Tax Court review of refusal to issue a letter ruling and the standard of review: Both were questions of first impression for the Tax Court. To answer them, the court referred to its decision in Trimmer, 148 T.C. 334 (2017), in which it held that it had jurisdiction to review the IRS’s denial of a hardship waiver under Sec. 402(c) (3)(B) to the 60-day rollover period for rollover contributions from an employee’s trust in Sec. 402(c)(3)(A).
The court in Trimmer concluded that nothing in Sec. 402(c)(3) expressly precluded judicial review of such a waiver, and the legislative history did not reveal a congressional intent to preclude review. Therefore the court could review the IRS’s refusal to waive the 60-day requirement under the well-established Tax Court precedent that its jurisdiction to redetermine deficiencies under Sec. 6213(a) includes jurisdiction to review any discretionary agency actions that would affect the deficiency amount.
The Tax Court found its reasoning in Trimmer applied to the 60-day rollover requirement for IRA distributions as well. The court noted that Secs. 402(c)(3)(B) and 408(d)(3)(I) are worded identically, neither the text of Sec. 408(d)(3) nor its legislative history precludes judicial review, and whether the IRS grants a waiver under Sec. 408(d)(3)(I) is a discretionary determination that would affect a taxpayer’s deficiency.
With regard to the standard of review, the Tax Court, having determined based on its holding in Trimmer that it had jurisdiction to review the denial of a waiver, determined that the correct standard of review was the same as in that case. In Trimmer, the court, citing Mailman, 91 T.C. 1079 (1988), held that the appropriate standard of review is whether the IRS has abused its discretionary authority by exercising it arbitrarily, capriciously, or without sound basis in law or fact (i.e., abuse of discretion).

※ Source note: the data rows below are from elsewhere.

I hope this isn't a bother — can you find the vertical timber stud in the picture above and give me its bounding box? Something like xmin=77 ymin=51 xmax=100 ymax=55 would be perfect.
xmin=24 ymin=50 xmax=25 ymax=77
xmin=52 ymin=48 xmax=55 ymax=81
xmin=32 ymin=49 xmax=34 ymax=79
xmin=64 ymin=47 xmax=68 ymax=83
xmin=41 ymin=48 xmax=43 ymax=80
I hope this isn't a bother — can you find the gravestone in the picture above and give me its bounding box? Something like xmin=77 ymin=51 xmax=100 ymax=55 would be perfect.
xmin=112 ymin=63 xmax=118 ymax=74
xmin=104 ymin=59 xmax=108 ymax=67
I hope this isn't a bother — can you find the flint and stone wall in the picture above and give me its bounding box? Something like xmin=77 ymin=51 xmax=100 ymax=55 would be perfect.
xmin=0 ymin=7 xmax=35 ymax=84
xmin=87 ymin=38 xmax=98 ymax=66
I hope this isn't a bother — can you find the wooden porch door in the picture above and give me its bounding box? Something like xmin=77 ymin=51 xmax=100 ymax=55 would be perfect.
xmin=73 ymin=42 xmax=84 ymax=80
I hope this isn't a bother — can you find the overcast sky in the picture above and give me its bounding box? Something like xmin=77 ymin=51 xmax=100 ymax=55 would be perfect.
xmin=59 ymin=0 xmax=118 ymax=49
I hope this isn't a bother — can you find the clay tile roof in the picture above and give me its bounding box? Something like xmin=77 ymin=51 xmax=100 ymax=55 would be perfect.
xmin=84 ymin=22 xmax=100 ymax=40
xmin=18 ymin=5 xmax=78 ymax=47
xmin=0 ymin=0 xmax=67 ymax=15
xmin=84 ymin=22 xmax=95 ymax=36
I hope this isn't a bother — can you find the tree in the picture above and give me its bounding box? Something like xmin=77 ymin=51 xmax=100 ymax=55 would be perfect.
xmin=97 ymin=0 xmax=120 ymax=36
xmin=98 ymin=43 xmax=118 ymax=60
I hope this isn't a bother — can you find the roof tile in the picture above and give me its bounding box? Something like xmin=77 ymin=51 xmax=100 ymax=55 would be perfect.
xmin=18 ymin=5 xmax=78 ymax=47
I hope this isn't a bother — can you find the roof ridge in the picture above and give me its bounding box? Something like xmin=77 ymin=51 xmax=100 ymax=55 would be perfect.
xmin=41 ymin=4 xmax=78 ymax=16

Did the IRS abuse its discretion?: The IRS declined to issue a private letter ruling with a waiver of the 60-day rollover requirement to Caan under Sec. 408(d)(3)(I) because he liquidated the P&A interest after the distribution from UBS, and therefore the rollover would fail under the property requirement in Sec. 408(d) (3)(A)(i) even if the waiver were granted. The Tax Court held that denying a waiver on this basis was not an abuse of discretion, because “[i]t cannot be an abuse of discretion for the IRS to deny a waiver where granting the waiver would not have helped the taxpayer in any way.”
Reflections
The Tax Court noted that Caan’s estate also urged the court to adopt an equitable resolution to this case, which it refused to do as well. As all taxpayers would be wise to remember, the Tax Court, as it noted while citing its own and Supreme Court precedent, is “not a court of equity, and we [the court] cannot ignore the statutory law to achieve an equitable end.”